6. Drain the pasta and add it to the pot that holds the sauce. Mix together, then garnish with the more basil and parmesan. Serve warm. Enjoy!

Baked Tacos

 My family LOVED these the first time I made them and asked for seconds and thirds.  The second time the kids were all content with one.  Such is the case of cooking for kids.  Brett and I really enjoyed them both times.  As we trend meatless, I substituted cooked lentils for the ground beef in this recipe.  It was delicious!  I found the recipe here.
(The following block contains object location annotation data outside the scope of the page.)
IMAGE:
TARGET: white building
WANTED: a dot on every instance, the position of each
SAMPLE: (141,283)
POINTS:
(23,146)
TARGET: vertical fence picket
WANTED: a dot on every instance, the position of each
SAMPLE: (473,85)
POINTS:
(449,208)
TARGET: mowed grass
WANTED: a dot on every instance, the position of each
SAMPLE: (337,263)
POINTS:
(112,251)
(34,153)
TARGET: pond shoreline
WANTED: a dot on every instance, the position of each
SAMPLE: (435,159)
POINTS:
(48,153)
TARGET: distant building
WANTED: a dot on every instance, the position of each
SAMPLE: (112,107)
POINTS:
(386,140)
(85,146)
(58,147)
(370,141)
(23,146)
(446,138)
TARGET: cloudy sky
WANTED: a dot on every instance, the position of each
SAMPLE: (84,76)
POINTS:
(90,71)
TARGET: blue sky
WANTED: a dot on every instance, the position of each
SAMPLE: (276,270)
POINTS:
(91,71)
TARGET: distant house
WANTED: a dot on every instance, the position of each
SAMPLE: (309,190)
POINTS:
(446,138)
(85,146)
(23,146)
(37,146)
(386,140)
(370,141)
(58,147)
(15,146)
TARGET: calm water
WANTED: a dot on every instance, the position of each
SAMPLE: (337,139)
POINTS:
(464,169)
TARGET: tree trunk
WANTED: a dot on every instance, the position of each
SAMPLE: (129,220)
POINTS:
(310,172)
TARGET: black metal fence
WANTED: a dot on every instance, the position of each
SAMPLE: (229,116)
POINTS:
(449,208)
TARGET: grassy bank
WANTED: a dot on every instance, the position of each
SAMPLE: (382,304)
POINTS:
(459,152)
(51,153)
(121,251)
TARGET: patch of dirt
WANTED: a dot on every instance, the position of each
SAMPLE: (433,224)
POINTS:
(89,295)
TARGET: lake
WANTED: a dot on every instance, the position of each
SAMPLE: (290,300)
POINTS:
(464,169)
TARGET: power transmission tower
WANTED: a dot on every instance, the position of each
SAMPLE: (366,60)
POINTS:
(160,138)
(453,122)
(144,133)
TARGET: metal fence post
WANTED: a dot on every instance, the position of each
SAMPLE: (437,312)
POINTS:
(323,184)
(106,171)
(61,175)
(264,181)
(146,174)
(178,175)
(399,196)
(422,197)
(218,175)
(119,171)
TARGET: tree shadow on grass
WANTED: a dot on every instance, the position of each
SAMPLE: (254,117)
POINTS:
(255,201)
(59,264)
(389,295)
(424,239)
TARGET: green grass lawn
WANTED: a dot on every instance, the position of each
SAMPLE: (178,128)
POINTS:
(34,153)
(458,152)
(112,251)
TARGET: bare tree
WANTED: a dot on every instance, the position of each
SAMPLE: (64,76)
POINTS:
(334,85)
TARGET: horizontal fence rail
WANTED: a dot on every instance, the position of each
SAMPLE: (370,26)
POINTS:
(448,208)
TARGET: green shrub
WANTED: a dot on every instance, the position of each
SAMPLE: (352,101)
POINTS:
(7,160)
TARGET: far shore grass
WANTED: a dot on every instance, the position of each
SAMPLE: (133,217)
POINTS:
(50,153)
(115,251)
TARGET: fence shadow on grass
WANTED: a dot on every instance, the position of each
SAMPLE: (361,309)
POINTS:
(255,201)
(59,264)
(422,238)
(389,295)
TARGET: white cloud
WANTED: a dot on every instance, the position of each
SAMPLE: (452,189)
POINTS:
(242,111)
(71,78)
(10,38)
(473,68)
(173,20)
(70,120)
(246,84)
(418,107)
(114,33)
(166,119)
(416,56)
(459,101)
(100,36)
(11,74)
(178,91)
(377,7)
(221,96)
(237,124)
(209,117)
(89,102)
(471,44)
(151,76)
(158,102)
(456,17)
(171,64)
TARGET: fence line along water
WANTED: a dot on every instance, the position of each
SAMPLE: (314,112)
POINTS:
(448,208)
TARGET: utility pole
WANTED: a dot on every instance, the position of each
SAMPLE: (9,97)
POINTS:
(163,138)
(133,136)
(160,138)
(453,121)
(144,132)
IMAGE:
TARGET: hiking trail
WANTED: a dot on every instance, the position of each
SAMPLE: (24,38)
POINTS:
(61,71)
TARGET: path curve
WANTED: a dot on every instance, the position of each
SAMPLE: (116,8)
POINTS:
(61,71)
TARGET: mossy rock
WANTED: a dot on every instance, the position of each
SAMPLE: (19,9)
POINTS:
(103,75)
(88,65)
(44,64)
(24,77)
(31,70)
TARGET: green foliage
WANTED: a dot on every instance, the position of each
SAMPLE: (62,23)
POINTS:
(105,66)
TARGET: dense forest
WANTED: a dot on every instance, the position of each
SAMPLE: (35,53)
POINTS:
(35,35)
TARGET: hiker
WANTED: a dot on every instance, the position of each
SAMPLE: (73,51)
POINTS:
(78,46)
Delicious Baked Tacos include crunchy tortilla shells filled with a seasoned meat and bean taco filling, topped with cheese and then baked.
Prep Time10 mins
Cook Time25 mins
Total Time35 mins
Servings: 20 tacos

Ingredients

  • 1 pound lean ground beef (or ground turkey) (or cooked lentils ;))
  • 1 small onion , chopped
  • 1 Tablespoon chili powder
  • 1 1/2 teaspoons ground cumin
  • 1/2 teaspoon paprika
  • 1/4 teaspoon dried oregano
  • 1/4 teaspoon garlic powder
  • 3/4 teaspoon salt
  • 1/2 teaspoon freshly ground black pepper
  • 8 ounces tomato sauce
  • 16 ounce can pinto beans , or black beans
  • 20 hard tacos shells
  • 1 1/2 cups shredded cheddar cheese , or your preffered kind of cheese
  • 1 romaine heart , chopped
  • 2 Roma tomatoes , chopped
  • salsa and sour cream , for topping, optional

Instructions

  • Cook the ground beef in a large skillet over medium heat, breaking it into very small pieces until browned. Remove grease. Add onion and saute for a few minutes. Stir in the dry spices.
    Cooked ground beef and onion in a skillet with taco seasoning spices added on top.
  • Add tomato sauce and pinto beans and stir to combine. Turn the heat to low and simmer for 5-10 minutes, stirring occasionally.
    Seasoned taco meat and beans in a skillet, ready to fill shells for baked tacos.
  • Preheat oven to 375 degrees F. Line two 9x13'' pans with the taco shells. 
  • Spoon taco mixture into tacos. Top with cheese. Bake for 10-15 minutes.
    Hard shells tacos filled with a taco meat and bean mixture and topped with cheese, lined on a baking sheet and baked.
  • Top with a little bit of lettuce, tomatoes, and sour cream and salsa, if desired.

Notes

Make Ahead Instructions: The taco meat filling can be made 2-3 days in advance (depending on the freshness of your ingredients), stored in the fridge. When ready to use, fill tacos and bake as instructed. Assembled tacos, in the shells, will keep for a few hours stored in covered in the refrigerator (the taco shells will start to soften too much if assembled for longer than a few hours before baking).
Freezing Instructions: You can freeze taco meat filling in a freezer safe container for up to 3 months. Thaw overnight in the refrigerator, fill tacos and bake as directed.